Typhonium eliosurum

Scientific classification
- Kingdom: Plantae
- Clade: Embryophytes
- Clade: Tracheophytes
- Clade: Spermatophytes
- Clade: Angiosperms
- Clade: Monocots
- Order: Alismatales
- Family: Araceae
- Genus: Typhonium
- Species: T. eliosurum
- Binomial name: Typhonium eliosurum (F.Muell. ex Benth.) O.D.Evans
- Synonyms: Typhonium brownii var. eliosurum F.Muell. ex Benth.;

= Typhonium eliosurum =

- Genus: Typhonium
- Species: eliosurum
- Authority: (F.Muell. ex Benth.) O.D.Evans
- Synonyms: Typhonium brownii var. eliosurum F.Muell. ex Benth.

Species of flowering plant

Typhonium eliosurum is a species of plant in the arum family that is endemic to Australia.

==Description==
The species is a deciduous, geophytic, perennial herb, which resprouts annually from a rhizome up to 12 cm long and 2 cm in diameter.

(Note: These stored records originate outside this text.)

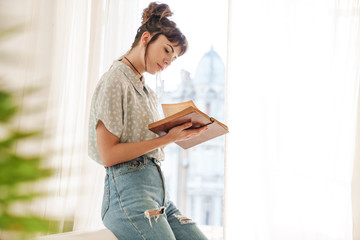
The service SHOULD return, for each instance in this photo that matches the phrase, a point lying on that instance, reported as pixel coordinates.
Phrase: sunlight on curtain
(292, 96)
(82, 38)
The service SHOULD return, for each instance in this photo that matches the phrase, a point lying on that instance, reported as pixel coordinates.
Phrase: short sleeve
(109, 104)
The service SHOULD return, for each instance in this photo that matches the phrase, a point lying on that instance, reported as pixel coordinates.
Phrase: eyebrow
(171, 47)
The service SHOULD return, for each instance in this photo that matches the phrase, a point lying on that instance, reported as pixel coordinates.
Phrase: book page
(170, 109)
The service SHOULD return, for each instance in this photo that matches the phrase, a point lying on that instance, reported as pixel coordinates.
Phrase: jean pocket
(106, 198)
(129, 167)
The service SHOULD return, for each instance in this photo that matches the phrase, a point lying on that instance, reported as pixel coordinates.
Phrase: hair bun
(156, 10)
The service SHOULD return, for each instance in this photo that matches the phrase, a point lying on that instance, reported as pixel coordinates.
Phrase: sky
(204, 23)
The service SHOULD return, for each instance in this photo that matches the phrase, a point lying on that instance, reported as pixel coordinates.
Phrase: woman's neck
(135, 62)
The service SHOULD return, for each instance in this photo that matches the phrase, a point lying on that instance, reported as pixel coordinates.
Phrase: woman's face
(160, 54)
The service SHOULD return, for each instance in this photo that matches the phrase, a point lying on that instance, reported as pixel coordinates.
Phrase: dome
(210, 70)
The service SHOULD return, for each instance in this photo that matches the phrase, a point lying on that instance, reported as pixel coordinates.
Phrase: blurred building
(195, 176)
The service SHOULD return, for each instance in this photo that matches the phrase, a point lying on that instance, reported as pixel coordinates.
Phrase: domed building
(198, 182)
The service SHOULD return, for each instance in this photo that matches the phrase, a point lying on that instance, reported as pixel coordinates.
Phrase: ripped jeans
(135, 205)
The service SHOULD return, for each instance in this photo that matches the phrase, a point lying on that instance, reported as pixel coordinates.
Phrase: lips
(160, 67)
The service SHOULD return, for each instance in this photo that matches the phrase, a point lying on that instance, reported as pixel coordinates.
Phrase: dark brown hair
(155, 20)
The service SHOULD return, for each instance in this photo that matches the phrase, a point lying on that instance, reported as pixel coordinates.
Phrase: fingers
(185, 125)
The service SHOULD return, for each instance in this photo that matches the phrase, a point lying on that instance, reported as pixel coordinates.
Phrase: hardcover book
(179, 113)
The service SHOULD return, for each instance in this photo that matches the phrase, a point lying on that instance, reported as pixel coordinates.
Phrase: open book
(179, 113)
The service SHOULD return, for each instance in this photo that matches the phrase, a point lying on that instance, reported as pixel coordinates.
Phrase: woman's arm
(113, 152)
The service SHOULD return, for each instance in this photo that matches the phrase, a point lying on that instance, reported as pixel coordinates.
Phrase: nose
(167, 62)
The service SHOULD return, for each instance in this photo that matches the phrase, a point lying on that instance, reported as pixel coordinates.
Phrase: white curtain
(65, 48)
(88, 36)
(293, 91)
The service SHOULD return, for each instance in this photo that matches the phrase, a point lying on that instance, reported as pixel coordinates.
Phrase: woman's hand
(182, 132)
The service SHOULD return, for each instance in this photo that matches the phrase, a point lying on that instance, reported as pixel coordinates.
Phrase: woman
(135, 204)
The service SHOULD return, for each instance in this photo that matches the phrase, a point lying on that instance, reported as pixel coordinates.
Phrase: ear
(145, 38)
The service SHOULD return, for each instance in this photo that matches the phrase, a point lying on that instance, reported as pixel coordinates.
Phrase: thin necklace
(134, 68)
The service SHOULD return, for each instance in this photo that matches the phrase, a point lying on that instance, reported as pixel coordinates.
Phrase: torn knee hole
(155, 213)
(183, 219)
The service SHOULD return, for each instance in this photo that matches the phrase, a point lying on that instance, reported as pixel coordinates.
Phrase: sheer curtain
(66, 47)
(293, 91)
(88, 36)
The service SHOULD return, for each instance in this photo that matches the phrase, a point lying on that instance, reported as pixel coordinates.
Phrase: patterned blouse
(126, 106)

The deeply trilobed to triangular leaves are borne on stalks up to 40 cm long. The inflorescence, which is said to smell of pig faeces, is enclosed in a 22 cm long spathe, greenish on the outside and purplish-brown on the inside. The fruits are reddish and about 10 cm in diameter. Flowering takes place from late spring to early summer.

==Distribution and habitat==
The species is known from the Central Coast and South Coast regions of New South Wales, where it grows in damp areas near rainforest and on the banks of creeks.